Delays over the past six years, since Triumph first announced its plans to move from its 138 Nassau Street location, have been caused by easements that encroached on municipal property, protected state park land, the need for state permits, and, more recently, pandemic complications and supply chain problems in getting construction materials. But all systems seem to be go for an opening early next year.
“They’ve gotten a lot done. It’s going to be a beautiful place — I’ll tell you that,” said Princeton Building Inspector Dan Tagliere. “The framing and mechanicals have been done. A lot of the systems are in place.”
Rechnitz was upbeat about Triumph’s new Palmer Square setting — “obviously a better location” than 138 Nassau, he said. “I like the idea of being on the village green. We’ve learned a lot in the intervening 28 years since Triumph opened on Nassau Street about how to design and build, and we’ll be pleased to show the public what we’ve learned.”
Triumph closed its restaurant and brewery at 138 Nassau Street in February of this year. Rechnitz noted that it had been in operation for 28 years, ever since he moved to New Jersey in 1994 and founded the Triumph Brewing Company, one of the first brewpubs in the state, in what for a long time had been a bowling alley.

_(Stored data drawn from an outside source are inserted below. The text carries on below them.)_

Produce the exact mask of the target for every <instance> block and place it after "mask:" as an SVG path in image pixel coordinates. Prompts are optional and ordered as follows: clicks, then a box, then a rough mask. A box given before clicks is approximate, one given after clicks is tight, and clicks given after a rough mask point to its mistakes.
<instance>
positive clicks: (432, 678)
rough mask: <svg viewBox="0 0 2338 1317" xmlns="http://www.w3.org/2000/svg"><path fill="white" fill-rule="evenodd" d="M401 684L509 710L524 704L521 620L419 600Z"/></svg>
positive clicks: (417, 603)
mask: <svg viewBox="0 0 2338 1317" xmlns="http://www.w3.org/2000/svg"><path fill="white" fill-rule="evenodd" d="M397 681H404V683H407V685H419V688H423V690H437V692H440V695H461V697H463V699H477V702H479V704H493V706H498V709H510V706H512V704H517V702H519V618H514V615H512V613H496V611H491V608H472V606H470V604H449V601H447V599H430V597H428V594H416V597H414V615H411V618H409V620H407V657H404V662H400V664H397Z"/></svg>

In addition to the Princeton location Rechnitz now owns and operates Triumph brewpubs in Red Bank and in New Hope, Pa.
As far as the new Palmer Square establishment is concerned, Rechnitz insisted on keeping most of the interior design details a secret in order to “maintain the element of surprise.” The huge brewing vats will be installed in the basement of the building in the next month, he said.

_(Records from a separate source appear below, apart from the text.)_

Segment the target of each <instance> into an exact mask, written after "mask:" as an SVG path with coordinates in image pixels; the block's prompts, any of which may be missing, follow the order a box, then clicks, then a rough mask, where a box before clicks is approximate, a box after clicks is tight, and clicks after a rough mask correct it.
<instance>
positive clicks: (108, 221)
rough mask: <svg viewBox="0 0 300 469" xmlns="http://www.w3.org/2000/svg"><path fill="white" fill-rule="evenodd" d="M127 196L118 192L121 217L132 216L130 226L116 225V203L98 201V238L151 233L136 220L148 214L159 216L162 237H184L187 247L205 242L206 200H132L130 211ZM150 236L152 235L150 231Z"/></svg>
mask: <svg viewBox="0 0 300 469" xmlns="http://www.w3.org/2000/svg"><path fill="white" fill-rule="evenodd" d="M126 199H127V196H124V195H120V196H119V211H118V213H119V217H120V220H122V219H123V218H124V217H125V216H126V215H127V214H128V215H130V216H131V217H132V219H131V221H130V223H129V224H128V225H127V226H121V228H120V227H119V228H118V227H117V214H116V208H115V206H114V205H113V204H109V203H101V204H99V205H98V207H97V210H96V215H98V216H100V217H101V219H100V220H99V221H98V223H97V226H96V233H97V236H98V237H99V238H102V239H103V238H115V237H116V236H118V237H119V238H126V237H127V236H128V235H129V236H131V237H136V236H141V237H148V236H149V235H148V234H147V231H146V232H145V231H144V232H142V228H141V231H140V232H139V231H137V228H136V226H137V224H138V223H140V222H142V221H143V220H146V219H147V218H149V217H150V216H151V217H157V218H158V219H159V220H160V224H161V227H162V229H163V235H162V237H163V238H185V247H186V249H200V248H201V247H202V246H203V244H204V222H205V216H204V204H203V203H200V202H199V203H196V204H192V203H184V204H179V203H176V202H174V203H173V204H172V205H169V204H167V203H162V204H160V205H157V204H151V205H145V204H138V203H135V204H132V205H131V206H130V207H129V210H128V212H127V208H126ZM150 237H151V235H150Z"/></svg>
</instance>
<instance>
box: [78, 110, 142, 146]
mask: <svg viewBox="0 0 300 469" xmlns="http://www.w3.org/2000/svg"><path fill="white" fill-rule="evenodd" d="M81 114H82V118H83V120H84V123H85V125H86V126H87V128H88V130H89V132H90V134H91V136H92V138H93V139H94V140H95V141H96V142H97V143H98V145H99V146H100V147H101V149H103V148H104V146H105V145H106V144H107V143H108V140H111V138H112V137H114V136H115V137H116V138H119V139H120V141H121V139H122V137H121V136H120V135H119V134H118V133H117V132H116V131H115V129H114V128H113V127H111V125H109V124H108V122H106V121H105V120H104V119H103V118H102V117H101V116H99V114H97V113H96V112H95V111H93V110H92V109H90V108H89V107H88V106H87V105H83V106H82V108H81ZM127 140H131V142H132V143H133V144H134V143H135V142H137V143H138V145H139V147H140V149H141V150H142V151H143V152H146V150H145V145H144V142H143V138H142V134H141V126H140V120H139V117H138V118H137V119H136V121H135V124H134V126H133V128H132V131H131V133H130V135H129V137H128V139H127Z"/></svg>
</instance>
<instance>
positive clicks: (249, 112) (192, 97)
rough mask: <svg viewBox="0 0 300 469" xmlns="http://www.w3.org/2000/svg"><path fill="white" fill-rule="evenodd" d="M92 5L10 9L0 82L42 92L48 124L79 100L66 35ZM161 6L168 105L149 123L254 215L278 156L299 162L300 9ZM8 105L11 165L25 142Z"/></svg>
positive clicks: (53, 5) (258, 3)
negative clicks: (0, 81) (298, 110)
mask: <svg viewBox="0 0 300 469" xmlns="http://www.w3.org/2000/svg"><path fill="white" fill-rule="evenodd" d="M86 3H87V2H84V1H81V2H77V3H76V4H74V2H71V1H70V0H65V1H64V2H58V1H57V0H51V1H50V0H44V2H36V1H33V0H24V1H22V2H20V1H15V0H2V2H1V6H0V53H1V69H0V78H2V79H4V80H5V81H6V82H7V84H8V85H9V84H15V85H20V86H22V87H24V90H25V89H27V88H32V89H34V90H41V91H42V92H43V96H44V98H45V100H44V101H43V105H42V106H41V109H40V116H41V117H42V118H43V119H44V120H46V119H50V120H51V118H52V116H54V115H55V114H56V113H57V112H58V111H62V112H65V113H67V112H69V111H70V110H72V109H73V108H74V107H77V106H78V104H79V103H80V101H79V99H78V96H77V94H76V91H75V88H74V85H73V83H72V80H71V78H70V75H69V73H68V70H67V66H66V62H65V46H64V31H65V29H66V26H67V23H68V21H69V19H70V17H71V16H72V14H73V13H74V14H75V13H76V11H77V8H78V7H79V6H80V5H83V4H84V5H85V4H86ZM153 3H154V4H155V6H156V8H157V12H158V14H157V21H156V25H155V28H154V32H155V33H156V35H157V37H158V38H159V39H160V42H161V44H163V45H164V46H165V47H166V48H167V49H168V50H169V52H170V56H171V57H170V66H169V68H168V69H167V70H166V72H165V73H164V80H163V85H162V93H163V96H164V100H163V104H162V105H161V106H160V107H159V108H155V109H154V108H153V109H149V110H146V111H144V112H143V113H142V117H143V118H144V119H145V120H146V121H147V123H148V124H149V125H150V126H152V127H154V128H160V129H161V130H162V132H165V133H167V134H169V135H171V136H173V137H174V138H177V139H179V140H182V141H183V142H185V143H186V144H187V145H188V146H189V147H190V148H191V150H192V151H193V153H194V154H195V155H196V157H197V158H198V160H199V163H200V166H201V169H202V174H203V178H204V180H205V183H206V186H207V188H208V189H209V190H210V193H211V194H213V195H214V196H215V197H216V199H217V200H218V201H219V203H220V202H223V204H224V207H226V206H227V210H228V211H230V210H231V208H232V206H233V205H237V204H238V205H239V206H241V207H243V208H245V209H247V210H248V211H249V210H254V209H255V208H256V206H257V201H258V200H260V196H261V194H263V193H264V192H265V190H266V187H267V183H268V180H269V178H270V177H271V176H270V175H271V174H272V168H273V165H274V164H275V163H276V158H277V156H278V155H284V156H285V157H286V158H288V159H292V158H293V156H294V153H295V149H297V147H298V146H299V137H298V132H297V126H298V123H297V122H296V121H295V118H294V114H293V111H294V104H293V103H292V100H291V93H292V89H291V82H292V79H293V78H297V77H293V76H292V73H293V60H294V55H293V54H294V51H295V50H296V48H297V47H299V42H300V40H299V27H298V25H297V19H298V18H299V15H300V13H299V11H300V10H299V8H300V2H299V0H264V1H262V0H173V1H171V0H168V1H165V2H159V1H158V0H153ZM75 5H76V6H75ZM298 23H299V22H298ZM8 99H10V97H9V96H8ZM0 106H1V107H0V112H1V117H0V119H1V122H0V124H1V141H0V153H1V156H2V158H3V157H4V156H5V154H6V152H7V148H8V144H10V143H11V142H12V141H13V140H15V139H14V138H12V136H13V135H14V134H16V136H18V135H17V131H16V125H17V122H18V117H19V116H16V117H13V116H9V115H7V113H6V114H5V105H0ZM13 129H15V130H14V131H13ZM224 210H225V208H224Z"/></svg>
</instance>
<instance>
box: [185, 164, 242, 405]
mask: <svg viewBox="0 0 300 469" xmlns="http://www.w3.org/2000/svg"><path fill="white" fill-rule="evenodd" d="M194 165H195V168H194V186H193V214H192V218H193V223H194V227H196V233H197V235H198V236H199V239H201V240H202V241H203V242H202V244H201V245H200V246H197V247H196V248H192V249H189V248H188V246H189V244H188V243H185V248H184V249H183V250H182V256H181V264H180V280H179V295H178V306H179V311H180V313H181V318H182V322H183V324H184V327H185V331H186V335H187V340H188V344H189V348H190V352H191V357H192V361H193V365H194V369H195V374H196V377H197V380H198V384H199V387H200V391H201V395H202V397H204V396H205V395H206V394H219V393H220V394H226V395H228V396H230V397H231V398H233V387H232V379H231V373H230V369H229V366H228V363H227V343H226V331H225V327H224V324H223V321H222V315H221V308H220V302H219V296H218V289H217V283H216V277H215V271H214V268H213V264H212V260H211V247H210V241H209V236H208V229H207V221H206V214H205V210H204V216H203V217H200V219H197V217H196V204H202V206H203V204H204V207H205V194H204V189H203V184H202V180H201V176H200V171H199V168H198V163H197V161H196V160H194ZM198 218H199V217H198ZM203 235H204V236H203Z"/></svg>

One of the supply chain delays involves the brewpub’s new lobby, which will consist of aluminum with framing
and glass attached to what was the loading dock on the east side of the building. The new entrance for patrons will be quite a contrast to the long, narrow corridor that led into the 138 Nassau Street restaurant.

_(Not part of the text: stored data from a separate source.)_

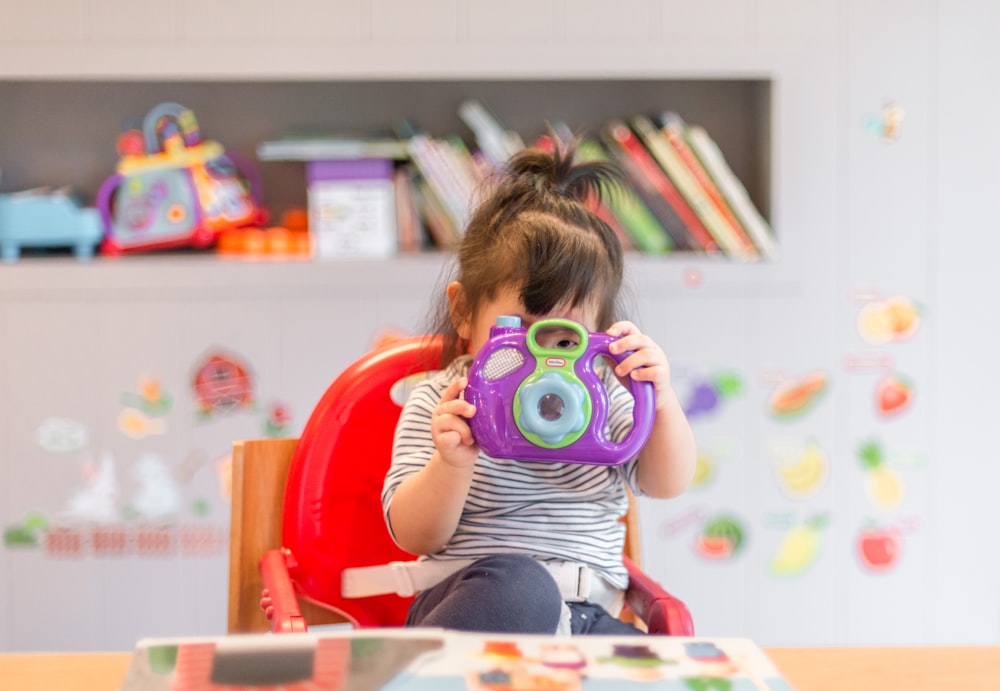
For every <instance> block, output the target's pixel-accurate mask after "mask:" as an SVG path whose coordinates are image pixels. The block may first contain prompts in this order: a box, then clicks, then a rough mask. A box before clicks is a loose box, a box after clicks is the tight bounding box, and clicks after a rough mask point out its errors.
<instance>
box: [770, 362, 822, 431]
mask: <svg viewBox="0 0 1000 691" xmlns="http://www.w3.org/2000/svg"><path fill="white" fill-rule="evenodd" d="M829 379H830V378H829V375H828V374H827V372H825V371H824V370H813V371H811V372H807V373H805V374H802V375H800V376H797V377H793V378H791V379H785V380H784V381H781V382H779V383H778V385H777V386H775V387H774V391H772V392H771V395H770V397H769V398H768V401H767V406H768V409H769V410H770V411H771V414H772V415H774V416H775V417H776V418H779V419H782V420H787V419H792V418H796V417H799V416H801V415H803V414H805V413H806V412H807V411H809V410H810V409H812V408H813V406H815V405H816V403H817V402H818V401H819V400H820V398H822V396H823V394H824V393H826V391H827V389H828V388H829V383H830V382H829Z"/></svg>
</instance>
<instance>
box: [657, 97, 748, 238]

The main hall of the old post office will be one of two dining rooms that will be on the upper floor, along with a bar and a lounge. Rechnitz explained that the decor in the basement would be familiar to former patrons of the 138 Nassau establishment, but he added that “upstairs will be something quite different.”
Richardson Smith Architects of Witherspoon Street in Princeton, who did the interior design of 138 Nassau as well as the designs of Rechnitz’s Triumph breweries in New Hope and Red Bank, have been the design architects for the new Palmer Square renovations. Collaborating with Richardson Smith have been Gittings Associates of Forrestal Road as the architect of record and Historic Building Architects of Trenton as the historic preservation architects.
Patrons of the old post office, which was built in 1937, may remember a mural titled America Under the Palms, which was in the lobby. It will not be moved, but will now be on the wall of one of the dining rooms. “It belongs to the federal government,” said Rechnitz. “It’s on loan to us. We have no say about it except we are obliged to keep it where it is and maintain it.” The mural had previously caused some controversy because of its depiction of Native
Additional work to be done before next winter’s opening includes new portions of roadway and curbing and widened sidewalks, according to Assistant Municipal Engineer Jim Purcell. “It’s going along smoothly,” he said. “Final paving will take place in a couple of months.”